Students seek jobs for break
Justin Tardiff | Monday, April 3, 2006
While many Notre Dame students have already landed internships in their hometowns, in new cities, or even in foreign countries, it isn’t too late to find the perfect summer job.
Susanne Thorup, manager of internship development at the Career Center, said while most employers have already hired their interns for the summer, some are still looking for qualified students to fill positions.
“It’s the end of recruiting season, but we can still help students tap into lots of resources,” Thorup said. “There are still lots of local internships available for students who will be staying on campus this summer.”
Hundreds of employers have interviewed students on campus in the Career Center during the past few months, Thorup said.
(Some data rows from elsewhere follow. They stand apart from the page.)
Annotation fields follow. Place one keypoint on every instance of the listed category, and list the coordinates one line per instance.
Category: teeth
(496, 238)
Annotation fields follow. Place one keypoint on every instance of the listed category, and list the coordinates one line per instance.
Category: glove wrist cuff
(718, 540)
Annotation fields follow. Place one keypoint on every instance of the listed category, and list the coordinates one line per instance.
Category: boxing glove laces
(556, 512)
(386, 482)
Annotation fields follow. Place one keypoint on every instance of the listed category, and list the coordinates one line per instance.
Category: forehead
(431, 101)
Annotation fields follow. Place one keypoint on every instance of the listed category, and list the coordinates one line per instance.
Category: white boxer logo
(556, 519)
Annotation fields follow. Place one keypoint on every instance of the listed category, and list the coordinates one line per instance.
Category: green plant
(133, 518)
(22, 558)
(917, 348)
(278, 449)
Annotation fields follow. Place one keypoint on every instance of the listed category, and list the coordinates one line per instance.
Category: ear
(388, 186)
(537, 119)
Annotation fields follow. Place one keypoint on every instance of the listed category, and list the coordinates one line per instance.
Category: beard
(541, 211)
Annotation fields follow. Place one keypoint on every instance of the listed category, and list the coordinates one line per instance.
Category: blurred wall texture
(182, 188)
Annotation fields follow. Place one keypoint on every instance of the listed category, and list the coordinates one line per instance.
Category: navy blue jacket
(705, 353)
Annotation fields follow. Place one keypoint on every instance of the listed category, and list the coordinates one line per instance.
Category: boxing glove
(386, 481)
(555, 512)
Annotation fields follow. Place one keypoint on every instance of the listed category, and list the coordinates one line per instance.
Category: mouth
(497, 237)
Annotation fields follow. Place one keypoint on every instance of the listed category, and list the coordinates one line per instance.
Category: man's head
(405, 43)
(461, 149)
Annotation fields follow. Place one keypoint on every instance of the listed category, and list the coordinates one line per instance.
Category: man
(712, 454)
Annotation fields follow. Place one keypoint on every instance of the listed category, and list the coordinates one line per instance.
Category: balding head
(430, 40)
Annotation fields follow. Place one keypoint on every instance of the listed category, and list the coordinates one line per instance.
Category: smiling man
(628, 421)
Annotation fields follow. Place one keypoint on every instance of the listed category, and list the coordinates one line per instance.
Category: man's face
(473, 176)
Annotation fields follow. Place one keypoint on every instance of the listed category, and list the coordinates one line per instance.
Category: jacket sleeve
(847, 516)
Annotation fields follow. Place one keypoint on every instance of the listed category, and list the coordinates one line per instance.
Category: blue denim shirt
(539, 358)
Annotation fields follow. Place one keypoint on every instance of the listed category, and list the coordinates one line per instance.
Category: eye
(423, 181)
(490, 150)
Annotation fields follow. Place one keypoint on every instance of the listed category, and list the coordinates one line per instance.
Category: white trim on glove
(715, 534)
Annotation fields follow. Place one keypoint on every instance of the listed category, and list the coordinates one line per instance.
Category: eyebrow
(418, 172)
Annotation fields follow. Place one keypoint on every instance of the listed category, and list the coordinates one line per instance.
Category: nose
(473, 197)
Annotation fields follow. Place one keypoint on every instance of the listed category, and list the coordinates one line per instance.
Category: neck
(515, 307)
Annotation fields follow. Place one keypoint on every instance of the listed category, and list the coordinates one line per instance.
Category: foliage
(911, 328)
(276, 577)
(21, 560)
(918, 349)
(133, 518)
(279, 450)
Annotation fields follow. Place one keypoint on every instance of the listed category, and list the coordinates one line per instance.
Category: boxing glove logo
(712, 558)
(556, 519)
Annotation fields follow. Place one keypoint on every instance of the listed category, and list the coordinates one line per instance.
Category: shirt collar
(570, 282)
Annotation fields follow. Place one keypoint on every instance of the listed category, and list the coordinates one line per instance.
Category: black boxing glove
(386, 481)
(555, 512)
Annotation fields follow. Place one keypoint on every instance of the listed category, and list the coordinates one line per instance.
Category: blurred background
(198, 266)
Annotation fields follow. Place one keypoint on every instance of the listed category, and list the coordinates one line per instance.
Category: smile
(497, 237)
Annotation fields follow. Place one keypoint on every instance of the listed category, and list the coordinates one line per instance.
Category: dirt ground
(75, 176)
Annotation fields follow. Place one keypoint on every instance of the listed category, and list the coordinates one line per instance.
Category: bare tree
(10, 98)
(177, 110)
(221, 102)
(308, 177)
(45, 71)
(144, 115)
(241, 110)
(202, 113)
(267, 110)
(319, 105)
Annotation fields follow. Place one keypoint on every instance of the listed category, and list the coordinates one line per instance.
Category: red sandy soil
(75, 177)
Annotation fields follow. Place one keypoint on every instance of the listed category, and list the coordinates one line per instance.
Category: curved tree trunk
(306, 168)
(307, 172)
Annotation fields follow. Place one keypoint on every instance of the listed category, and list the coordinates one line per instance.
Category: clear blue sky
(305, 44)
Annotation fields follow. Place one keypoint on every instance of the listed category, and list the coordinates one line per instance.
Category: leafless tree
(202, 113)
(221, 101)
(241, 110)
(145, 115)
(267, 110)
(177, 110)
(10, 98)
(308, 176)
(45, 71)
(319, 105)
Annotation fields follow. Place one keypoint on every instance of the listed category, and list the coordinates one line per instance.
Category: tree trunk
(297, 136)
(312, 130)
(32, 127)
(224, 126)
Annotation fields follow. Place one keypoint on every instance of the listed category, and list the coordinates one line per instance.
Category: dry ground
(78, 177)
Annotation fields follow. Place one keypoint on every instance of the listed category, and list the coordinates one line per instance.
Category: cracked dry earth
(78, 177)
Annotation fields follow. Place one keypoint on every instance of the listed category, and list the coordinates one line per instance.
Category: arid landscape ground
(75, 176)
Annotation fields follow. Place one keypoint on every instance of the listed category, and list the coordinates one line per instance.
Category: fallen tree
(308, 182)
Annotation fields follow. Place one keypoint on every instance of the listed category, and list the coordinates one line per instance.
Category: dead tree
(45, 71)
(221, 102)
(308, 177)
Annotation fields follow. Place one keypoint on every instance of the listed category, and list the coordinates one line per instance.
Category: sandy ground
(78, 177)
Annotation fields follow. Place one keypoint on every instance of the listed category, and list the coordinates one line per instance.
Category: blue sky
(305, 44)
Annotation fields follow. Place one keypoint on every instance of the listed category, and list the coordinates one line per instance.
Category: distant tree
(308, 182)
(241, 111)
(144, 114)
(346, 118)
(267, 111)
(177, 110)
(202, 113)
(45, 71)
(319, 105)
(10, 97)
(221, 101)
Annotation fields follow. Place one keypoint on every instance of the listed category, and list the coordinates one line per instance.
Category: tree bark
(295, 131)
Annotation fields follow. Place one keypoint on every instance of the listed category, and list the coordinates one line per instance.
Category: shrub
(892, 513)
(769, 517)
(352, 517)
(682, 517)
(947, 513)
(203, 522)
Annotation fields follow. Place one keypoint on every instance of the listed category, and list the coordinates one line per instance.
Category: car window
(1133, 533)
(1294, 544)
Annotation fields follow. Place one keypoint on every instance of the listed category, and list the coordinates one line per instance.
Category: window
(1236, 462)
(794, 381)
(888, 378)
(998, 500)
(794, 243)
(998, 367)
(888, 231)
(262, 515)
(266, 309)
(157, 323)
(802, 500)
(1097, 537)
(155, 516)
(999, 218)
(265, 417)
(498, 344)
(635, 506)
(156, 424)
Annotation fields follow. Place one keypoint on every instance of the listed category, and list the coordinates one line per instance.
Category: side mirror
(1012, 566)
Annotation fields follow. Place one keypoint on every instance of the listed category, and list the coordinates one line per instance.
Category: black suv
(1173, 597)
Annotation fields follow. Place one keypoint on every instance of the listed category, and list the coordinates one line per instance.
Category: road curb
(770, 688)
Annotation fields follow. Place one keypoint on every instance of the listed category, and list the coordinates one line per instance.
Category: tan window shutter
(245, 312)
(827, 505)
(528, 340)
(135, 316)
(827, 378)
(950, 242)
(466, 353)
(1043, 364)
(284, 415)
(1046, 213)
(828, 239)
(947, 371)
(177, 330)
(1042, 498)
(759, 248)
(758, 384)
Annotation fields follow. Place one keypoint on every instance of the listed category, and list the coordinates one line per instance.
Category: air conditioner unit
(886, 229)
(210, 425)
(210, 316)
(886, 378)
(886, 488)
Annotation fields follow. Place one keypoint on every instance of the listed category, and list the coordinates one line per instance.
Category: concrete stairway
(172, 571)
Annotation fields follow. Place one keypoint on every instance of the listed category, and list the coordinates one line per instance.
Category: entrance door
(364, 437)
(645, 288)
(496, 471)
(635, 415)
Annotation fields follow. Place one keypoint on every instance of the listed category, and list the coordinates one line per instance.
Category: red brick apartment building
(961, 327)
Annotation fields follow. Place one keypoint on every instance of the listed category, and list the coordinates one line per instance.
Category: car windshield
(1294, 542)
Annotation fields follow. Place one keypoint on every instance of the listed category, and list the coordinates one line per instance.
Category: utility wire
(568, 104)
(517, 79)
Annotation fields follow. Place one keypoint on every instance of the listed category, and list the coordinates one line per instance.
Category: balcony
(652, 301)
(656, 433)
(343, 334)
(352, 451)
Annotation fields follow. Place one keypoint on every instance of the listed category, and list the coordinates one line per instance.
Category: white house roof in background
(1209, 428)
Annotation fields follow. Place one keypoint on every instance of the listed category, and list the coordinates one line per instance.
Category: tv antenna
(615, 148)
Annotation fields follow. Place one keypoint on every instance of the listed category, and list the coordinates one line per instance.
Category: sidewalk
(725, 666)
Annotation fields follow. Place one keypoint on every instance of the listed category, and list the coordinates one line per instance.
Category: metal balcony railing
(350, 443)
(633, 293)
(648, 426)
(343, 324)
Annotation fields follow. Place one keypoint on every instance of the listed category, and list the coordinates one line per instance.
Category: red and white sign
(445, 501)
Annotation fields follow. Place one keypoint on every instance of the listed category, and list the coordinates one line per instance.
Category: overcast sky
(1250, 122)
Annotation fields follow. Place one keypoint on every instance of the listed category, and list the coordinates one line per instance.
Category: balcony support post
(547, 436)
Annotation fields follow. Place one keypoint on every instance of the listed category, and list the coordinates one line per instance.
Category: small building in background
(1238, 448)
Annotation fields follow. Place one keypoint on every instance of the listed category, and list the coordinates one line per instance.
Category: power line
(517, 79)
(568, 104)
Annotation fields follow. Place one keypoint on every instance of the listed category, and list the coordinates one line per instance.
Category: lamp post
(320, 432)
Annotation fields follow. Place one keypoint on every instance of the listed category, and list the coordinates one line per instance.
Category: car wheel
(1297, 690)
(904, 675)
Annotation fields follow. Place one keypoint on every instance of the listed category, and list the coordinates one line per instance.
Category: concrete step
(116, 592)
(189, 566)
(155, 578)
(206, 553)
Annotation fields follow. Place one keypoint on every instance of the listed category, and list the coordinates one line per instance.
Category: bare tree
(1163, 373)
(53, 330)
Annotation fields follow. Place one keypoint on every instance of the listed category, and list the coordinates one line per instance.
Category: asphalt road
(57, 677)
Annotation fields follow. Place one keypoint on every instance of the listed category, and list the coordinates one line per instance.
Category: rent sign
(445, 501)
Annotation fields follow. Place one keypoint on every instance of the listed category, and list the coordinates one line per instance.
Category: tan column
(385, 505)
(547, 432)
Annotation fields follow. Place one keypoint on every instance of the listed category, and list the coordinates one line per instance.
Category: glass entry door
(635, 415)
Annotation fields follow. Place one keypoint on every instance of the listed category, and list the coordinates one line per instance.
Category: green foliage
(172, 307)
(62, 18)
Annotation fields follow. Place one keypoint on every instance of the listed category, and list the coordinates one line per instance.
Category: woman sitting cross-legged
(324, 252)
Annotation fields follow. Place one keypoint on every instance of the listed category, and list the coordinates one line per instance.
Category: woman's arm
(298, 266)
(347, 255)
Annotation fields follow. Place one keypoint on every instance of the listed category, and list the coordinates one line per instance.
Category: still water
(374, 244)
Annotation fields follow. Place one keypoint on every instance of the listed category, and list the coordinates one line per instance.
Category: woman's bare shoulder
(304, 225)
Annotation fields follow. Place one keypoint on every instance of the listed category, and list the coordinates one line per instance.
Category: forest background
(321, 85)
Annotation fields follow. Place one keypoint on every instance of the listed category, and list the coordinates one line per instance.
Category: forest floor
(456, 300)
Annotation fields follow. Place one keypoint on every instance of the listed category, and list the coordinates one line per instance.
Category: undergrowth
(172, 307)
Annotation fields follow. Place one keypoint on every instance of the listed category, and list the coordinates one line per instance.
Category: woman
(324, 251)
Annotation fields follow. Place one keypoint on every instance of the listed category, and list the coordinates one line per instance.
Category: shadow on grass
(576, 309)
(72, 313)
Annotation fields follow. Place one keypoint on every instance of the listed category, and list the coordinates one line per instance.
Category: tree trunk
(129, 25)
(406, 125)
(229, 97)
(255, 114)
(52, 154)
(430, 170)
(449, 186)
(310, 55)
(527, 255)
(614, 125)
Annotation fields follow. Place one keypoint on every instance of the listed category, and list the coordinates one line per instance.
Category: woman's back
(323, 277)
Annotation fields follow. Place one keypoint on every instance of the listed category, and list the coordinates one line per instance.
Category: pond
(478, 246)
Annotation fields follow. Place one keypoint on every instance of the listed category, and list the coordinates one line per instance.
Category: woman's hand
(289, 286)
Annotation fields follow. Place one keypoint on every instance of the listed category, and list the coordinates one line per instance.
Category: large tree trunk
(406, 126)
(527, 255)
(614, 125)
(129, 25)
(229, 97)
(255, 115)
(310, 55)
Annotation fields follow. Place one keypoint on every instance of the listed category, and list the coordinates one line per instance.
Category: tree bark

Most of those were for business majors, but the Career Center prides itself on its wide variety of resources for all majors, particularly on its Web site, she said.
The Web site features GoIrish, a database where students can search for hundreds of internships across the country, and Hot Internships, a site focusing on particular internships that might attract students.
Summer internships are not limited to business majors and those in other career-specific fields, Thorup said.
“We have helped students find all types of internships,” she said. “Some internships are more competitive than others, but it depends on what type of internship you want to do.”
As a result of such fierce competition, some students Thorup worked with this year applied for up to 50 internships apiece.
Thorup said the Career Center has helped students find jobs for this summer in museums, research laboratories, film and television and even the not-for-profit sector.
“Paid internships are generally more competitive than unpaid internships, but we’ve found that there is also a high demand for unpaid ones,” Thorup said.
In addition to poring through the Career Center’s Web sites and pamphlets, many students have applied for Summer Service internships through the Center for Social Concerns. Each summer, the CSC offers both domestic and international service opportunities for Notre Dame students.
Andrea Smith-Shappell, director of Summer Service Learning and Alumni Relations at the Center for Social Concerns, said this summer over 200 students will be working for non-profit agencies in “every major city and beyond” through the CSC’s Summer Service Learning Program. Students will work in schools, hospitals, reservations and hurricane relief on the Gulf Coast.
“Some internships are related to students’ majors and some are not,” Smith-Shappell said. “Students really want to be involved in direct service.”
Participants in the domestic Summer Service Learning Program receive $2,300 scholarships from sponsoring Notre Dame Alumni clubs, and some students may qualify for additional grants from AmeriCorps.
The Summer Service Learning Program has been in place for 26 years, while the International Summer Service Learning Program began in the last decade. The international program has “grown exponentially” in terms of the number of service sites and the number of students interested, Smith-Shappell said.
Josh Hoen, a junior economics and political science major, will spend his summer in the West African nation of Ghana. He applied and was accepted to go through the CSC’s competitive International Summer Service Program application process.
“I’m going because I like traveling and Ghana is something that I really care a lot about,” Hoen said.
In Ghana, Hoen and another student, junior Morgan Dill, will work with children in primary education and teach computer skills to adults. They will also write grants for service organizations in Ghana and teach others to write grants.
To prepare for the summer, Hoen said he and other ISSP students participated in a retreat and must take a one credit class called Global Issues this spring. In the months leading up to his departure, Hoen said he must receive required immunizations and attend lectures about African issues.
“I’m trying to familiarize myself with the culture so I’ll be ready when I get there,” Hoen said.